Damage to the lungs doesn’t have to be from just smoke. Although vaping products are heated, not burned, they still pose health risks to lungs. Since last year more than 2,800 who vape have been hospitalized and 68 have died, many from ARDS, according to the CDC. A large majority of the hospitalizations are attributed to THC products containing the oil vitamin E acetate.  

“We found that vitamin E acetate is injurious to lungs both in mice and to human lung alveolar epithelial cells grown in the lab,” Matthay said.

But the chemical components of other vaping formulations, including nicotine products, also are likely to prove harmful, according to UCSF pulmonologist and epidemiologist John Balmes, MD.

“I suspect that whenever you inhale a heated chemical aerosol it’s going to increase the risk for lung infection,” Balmes said.

Compromised Lungs From COPD, Asthma

Smoking accounts for a great majority chronic obstructive pulmonary disease (COPD), including bronchitis. Smoking rates for people diagnosed with COPD, or with asthma, a chronic lung disease in which the lung’s airways easily constrict, are about the same as for the general population, according to UCSF pulmonologist Stephen Lazarus, MD.  

“Asthma, and to a lesser extent COPD, are inflammatory diseases,” Lazarus said. “The inflammation is exacerbated by viral infections, and by smoking and air pollution. Early data indicate that outcomes are worse for COVID-19 patients with asthma or COPD, but does not show that they are at any increased risk of becoming infected.”

Lazarus urges asthma patients who are worried about their COVID-19 risk to continue taking medications prescribed to help prevent their airways from contracting so easily, including any prescribed inhaled steroids, which are less immunosuppressive than oral steroids, Lazarus said. Patients with chronic respiratory disease who smoke might want to reconsider the possibility of quitting.

Will Wildfires Rage Alongside the Pandemic?

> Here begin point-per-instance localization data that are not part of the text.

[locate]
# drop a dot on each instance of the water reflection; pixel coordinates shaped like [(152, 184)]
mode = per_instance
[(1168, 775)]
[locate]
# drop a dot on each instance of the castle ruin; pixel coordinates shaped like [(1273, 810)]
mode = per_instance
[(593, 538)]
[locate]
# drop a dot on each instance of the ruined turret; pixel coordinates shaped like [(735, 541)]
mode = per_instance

Like smoking, air pollution increases inflammation, Balmes said. Lung diseases might be the most obvious chronic conditions affected, but they are not the only ones. Epidemiological studies have found associations between air pollution levels and diabetes, heart disease, lung disease, and high blood pressure. Much of the mayhem caused by air pollution appears to be due to small-particle air pollution.

Even relatively short-term increases in ambient air pollution, as occurs with large wildfires, have been associated with increased hospital admissions for heart conditions, asthma and pneumonia. A 2003 study of the related coronavirus that caused thousands of SARS cases in China found an association between air pollution levels and fatality.

Balmes suggests that a good share of the biological underpinnings for these epidemiological associations is likely due to inflammation.  Immune cells called macrophages are tasked with gobbling up and getting rid of all the tiny particles from combustion products that enter the lungs.

“The macrophages in the alveoli can become overloaded, and this probably contributes to infection risk,” he said.

About half of California and much of the West are abnormally dry now, possibly priming these regions for major wildfires that in a few months may again torch populated areas and blanket millions with hazardous, smoke-filled air.

If the COVID19 pandemic persists into wildfire season, it will undoubtedly worsen outcomes for those stricken with the virus, Balmes said, but it will also pose other challenges. Firefighters could no longer be housed or work closely together and the displaced could not reside so closely together in clean-air shelters without risking the spread of infection. It’s unclear when there will even be enough masks to simultaneously protect the vulnerable from the virus and dirty air.

“There really is growing concern that wildfires may hit us before the spread of COVID-19 is under control,” Balmes said. “That would really be a double whammy.”